Endocannabinoids at the synapse and beyond: implications for neuropsychiatric disease pathophysiology and treatment

Abstract

Endocannabinoids (eCBs) are lipid neuromodulators that suppress neurotransmitter release, reduce postsynaptic excitability, activate astrocyte signaling, and control cellular respiration. Here, we describe canonical and emerging eCB signaling modes and aim to link adaptations in these signaling systems to pathological states. Adaptations in eCB signaling systems have been identified in a variety of biobehavioral and physiological process relevant to neuropsychiatric disease states including stress-related disorders, epilepsy, developmental disorders, obesity, and substance use disorders. These insights have enhanced our understanding of the pathophysiology of neurological and psychiatric disorders and are contributing to the ongoing development of eCB-targeting therapeutics. We suggest future studies aimed at illuminating how adaptations in canonical as well as emerging cellular and synaptic modes of eCB signaling contribute to disease pathophysiology or resilience could further advance these novel treatment approaches.
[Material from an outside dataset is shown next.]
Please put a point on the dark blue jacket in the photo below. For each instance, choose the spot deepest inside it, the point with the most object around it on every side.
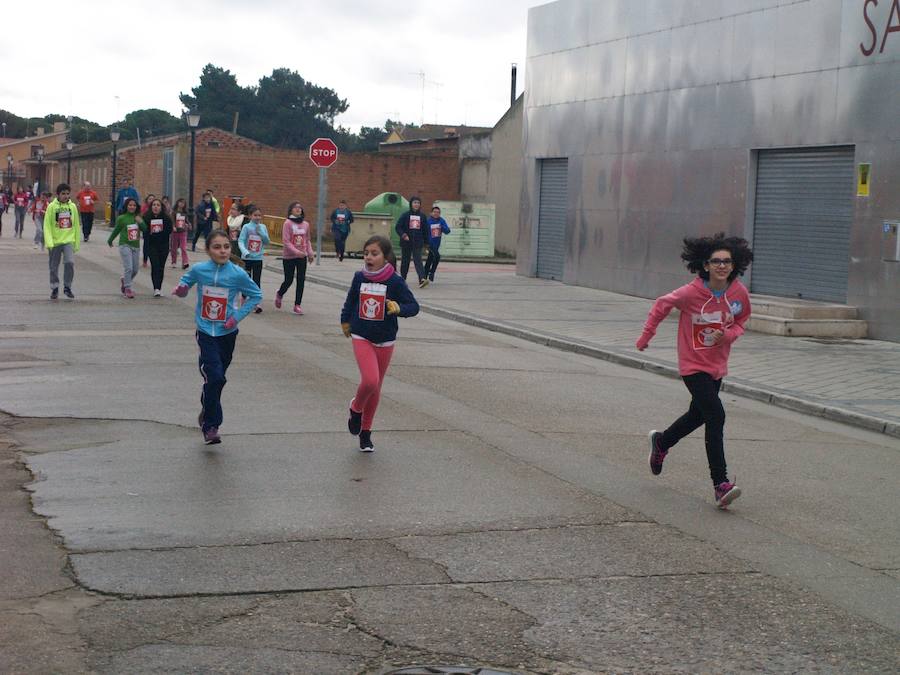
(434, 243)
(379, 326)
(417, 236)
Fig. 1. Cellular aspects of eCB signaling.

Schematic diagram of eCB signaling elements within synapses, astrocytes and microglia. At the synapse, eCBs are synthesized postsynaptically, through a variety of mechanisms that result in increases in intracellular calcium, and activate presynaptic CB1 receptors to mediate retrograde suppression of neurotransmitter release. AEA can also activate TRPV1 receptors to initiate postsynaptic LTD via glutamate receptor internalization. CB1 receptors expressed on astrocytes can lead to increases in calcium release and release of gliotransmitters, which can indirectly affect synaptic transmission. CB2 receptors on microglia can regulate cytokine release. CB1 receptors expressed on mitochondria can also regulate a variety of intracellular processes including cellular energetics.

Fig. 2. Stress-induced adaptations in eCB signaling.
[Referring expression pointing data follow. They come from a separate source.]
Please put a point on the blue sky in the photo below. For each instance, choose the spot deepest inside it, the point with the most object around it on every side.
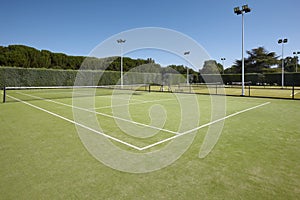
(77, 27)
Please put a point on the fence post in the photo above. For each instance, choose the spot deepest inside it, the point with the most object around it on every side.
(293, 91)
(4, 94)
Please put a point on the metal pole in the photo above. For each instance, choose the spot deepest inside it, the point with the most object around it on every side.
(296, 58)
(282, 68)
(121, 65)
(187, 76)
(4, 94)
(243, 62)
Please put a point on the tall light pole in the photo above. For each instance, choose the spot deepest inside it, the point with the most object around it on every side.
(282, 41)
(223, 61)
(187, 69)
(120, 41)
(245, 9)
(296, 58)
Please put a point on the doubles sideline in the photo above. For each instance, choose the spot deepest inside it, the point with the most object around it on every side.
(129, 144)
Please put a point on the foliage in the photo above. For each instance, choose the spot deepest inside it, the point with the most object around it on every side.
(211, 67)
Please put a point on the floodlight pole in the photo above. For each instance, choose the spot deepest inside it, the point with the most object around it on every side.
(120, 41)
(243, 60)
(187, 69)
(223, 61)
(245, 9)
(282, 41)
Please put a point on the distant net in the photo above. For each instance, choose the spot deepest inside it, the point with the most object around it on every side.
(65, 92)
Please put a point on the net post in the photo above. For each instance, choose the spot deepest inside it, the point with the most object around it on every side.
(4, 94)
(293, 91)
(249, 88)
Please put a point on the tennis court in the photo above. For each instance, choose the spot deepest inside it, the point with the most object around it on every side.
(256, 156)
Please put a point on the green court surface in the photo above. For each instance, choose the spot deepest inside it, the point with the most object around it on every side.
(257, 155)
Synaptic activity in the paraventricular hypothalamus and the amygdala is heavily modulated by stress. Excitatory neurotransmission in the neurosecretory cells of PVN is acutely suppressed by corticosterone mediated eCB release. Sustained high levels of corticosterone during repeated stress exposure leads to impairment in DSI and DSE through the reversible downregulation of CB1Rs in PVN. In the amygdala, however, DSI and LTD of GABAergic synapses are enhanced, likely by increased 2-AG signaling, despite impaired CB1R function. Conversely, stress leads to enhanced glutamate release, likely as a result of increased FAAH activity and reduction in AEA-mediated suppression of glutamate release.
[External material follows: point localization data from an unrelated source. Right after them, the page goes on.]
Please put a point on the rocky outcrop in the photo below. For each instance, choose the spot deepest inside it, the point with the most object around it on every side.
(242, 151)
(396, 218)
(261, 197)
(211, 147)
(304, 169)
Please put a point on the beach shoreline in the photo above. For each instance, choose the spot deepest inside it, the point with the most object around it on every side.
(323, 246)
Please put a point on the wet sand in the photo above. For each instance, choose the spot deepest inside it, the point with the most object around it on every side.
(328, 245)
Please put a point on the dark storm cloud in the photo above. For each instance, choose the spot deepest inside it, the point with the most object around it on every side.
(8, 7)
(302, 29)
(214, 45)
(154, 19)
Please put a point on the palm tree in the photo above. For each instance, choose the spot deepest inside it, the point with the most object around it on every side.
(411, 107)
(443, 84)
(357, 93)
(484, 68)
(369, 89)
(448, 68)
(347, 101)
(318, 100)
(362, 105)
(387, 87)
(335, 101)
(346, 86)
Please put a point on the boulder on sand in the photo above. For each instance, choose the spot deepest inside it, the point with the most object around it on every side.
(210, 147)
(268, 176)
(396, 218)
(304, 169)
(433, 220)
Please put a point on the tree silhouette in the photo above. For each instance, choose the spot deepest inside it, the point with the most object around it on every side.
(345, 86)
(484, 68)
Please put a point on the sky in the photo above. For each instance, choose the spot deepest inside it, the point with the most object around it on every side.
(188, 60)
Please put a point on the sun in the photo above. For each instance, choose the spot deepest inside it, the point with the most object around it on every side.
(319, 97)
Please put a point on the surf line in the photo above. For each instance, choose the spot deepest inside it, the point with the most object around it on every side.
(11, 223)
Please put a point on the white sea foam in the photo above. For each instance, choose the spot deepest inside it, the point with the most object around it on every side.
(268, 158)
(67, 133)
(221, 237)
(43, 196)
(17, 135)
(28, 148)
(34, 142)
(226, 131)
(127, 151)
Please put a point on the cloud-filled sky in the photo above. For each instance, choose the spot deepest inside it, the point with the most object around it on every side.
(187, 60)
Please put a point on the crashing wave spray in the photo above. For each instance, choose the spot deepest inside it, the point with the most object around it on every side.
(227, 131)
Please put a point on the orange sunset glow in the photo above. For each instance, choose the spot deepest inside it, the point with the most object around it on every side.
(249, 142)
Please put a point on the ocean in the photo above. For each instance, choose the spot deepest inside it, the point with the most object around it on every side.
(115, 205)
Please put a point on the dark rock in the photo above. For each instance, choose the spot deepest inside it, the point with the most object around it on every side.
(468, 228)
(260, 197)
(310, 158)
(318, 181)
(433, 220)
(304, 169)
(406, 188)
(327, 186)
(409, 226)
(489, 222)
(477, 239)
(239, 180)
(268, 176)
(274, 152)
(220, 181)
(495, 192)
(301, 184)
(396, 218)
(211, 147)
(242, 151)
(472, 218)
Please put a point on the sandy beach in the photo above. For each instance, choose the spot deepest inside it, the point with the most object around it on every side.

Fig. 3. eCB regulation of hypothalamic feeding circuits.

a LPBN-projecting MC4R neurons withing PVN play a key role in feeding behavior and energy homeostasis and are regulated by GABAergic inputs from a variety of sources including the arcuate nucleus. b Increased food intake and reduced energy expenditure observed after 16 h fasting is associated with enhanced 2-AG mediated suppression of GABA release from its inhibitory presynaptic afferents and increased action potential frequency of MC4R PVN neurons compared to the fed mice. c Pharmacological inhibition of DAGL causes impairment in 2-AG-mediated suppression of GABA release and blocks fasting-induced increase in action potential firing of MC4R PVN neurons. Concomitantly, MC4R-selective DAGLα-KO mice demonstrate lower food intake post-fasting and increased energy expenditure.

Fig. 4. Altered eCS in a FXS model.

Hyperactive mGlu5 signalling in FMRP-KO mice leads to increased 2-AG-mediated suppression of GABA release in neurons within the striatum and the hippocampus. Desensitized CB1R receptor function is observed at glutamatergic synapses possibly due to excess 2-AG release and receptor overactivation. Additionally, mGlu5-mediated eCB-LTD is impaired in prefrontal cortex and ventral striatum of FMRP-KO mice. These impairments are associated with targeting of DAGLα away from the postsynaptic density, caused by reduction in the scaffold protein Homer, selectively enhancing 2-AG-mediated heterosynaptic suppression of GABA release. Ultimately, these eCB signaling adaptations shift excitation/inhibition balance toward excess synaptic excitation.